Ipohworld's World

Saving Yesterday For Tomorrow


Could this have been one of your well-loved toys as a child? Or, maybe you prefered model aeroplanes?

I recall ‘falling in love’ with LEGO, as a child. Before that, my brother and I fought over Hot Wheels toy cars ;)

  1. sk says:

    Yes, I remembered my Mom put me in a black Jeep in a Sailor suit & took a picture. That was the trend & the Photo studio must have made a lot of money from the Jeep.

  2. NCK says:

    If I’m not mistaken, this was a palm-sized toy ran on clockwork (spring and gears). There used to be a lot of clockwork toys of old, and it wasn’t just toy cars – I remember there were walking robots, among others. I guess clockwork should have been fully phased out by battery-powered motors in today’s toy making.

    • NCK says:

      The clockwork toys that I saw were not Lines Brothers’s products.
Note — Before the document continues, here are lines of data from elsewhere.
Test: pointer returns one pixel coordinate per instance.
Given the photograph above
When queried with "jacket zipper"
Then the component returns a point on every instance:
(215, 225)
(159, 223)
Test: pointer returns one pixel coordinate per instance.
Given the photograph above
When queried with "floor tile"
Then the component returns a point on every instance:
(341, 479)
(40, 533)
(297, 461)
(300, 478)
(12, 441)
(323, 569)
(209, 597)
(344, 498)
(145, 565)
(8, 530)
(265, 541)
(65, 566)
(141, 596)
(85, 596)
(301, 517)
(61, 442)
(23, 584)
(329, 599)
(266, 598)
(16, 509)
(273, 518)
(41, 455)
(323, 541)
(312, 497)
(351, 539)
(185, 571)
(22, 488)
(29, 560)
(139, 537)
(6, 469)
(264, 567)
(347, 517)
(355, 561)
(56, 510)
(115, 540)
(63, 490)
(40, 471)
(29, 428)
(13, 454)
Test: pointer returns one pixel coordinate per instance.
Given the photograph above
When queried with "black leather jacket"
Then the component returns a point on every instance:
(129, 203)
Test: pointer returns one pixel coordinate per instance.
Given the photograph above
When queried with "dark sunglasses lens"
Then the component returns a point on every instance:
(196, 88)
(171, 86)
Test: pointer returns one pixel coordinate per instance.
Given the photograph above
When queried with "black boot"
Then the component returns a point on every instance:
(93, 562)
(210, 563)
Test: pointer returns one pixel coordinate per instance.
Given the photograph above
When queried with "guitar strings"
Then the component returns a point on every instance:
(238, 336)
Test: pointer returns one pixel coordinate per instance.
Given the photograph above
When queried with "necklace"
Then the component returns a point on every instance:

I’ve not seen any Lines Brothers products, which I think should have been relatively expensive at their times. The toys that I saw ran on plastic gears (cheap stuff) and were not durable at all.

  3. Ipoh Remembered says:

    Lines Brothers was one of my favorite companies: privately held, highly organized, very ambitious, they took great pride in their work. At one point they were the largest toy manufacturer in the world. What’s more, all their toys were beautiful and beautifully made; and many were tin-plated to prevent rust; no need to guess where they got their tin.

    During WWII, Lines halted production of toys and used their factories and workers, mostly women, to make weapons, including Sten Guns. True to their spirit, they soon became one of the largest producers of armaments. The Luftwaffe took note and made special raids to bomb their factories in London.

    With the war over Lines returned to toy-making. The clock-work Jeep toy shown in the photo above probably dates from the late ’40s or early ’50s and, at the time, probably cost about $3. The larger Jeep toy, the one a child could pedal, probably cost about $75. There are a few examples of these bigger toys in the ipohWorld data base (here and here and here in the photo on the right); note that “Tri-Ang” was one of the Lines Brothers’ trade-marks. Lines also sold rubber-band-powered toy “FROG” airplanes that could fly hundreds of meters.

    In Ipoh you could have bought all these toys at Whiteaway’s on Station Road or, later, at Paramount House on Brewster Road.

    Yes, they were not cheap. For comparison: In the late ’40s, after the war, at a time when the government was offering good basic meals to locals for less than 50 cents each, a Minic toy car cost $1-3; a small Minic electric train-set cost about $20; and some of the bigger Lines toys could cost $100 (and more). I imagine most people never saw much of them.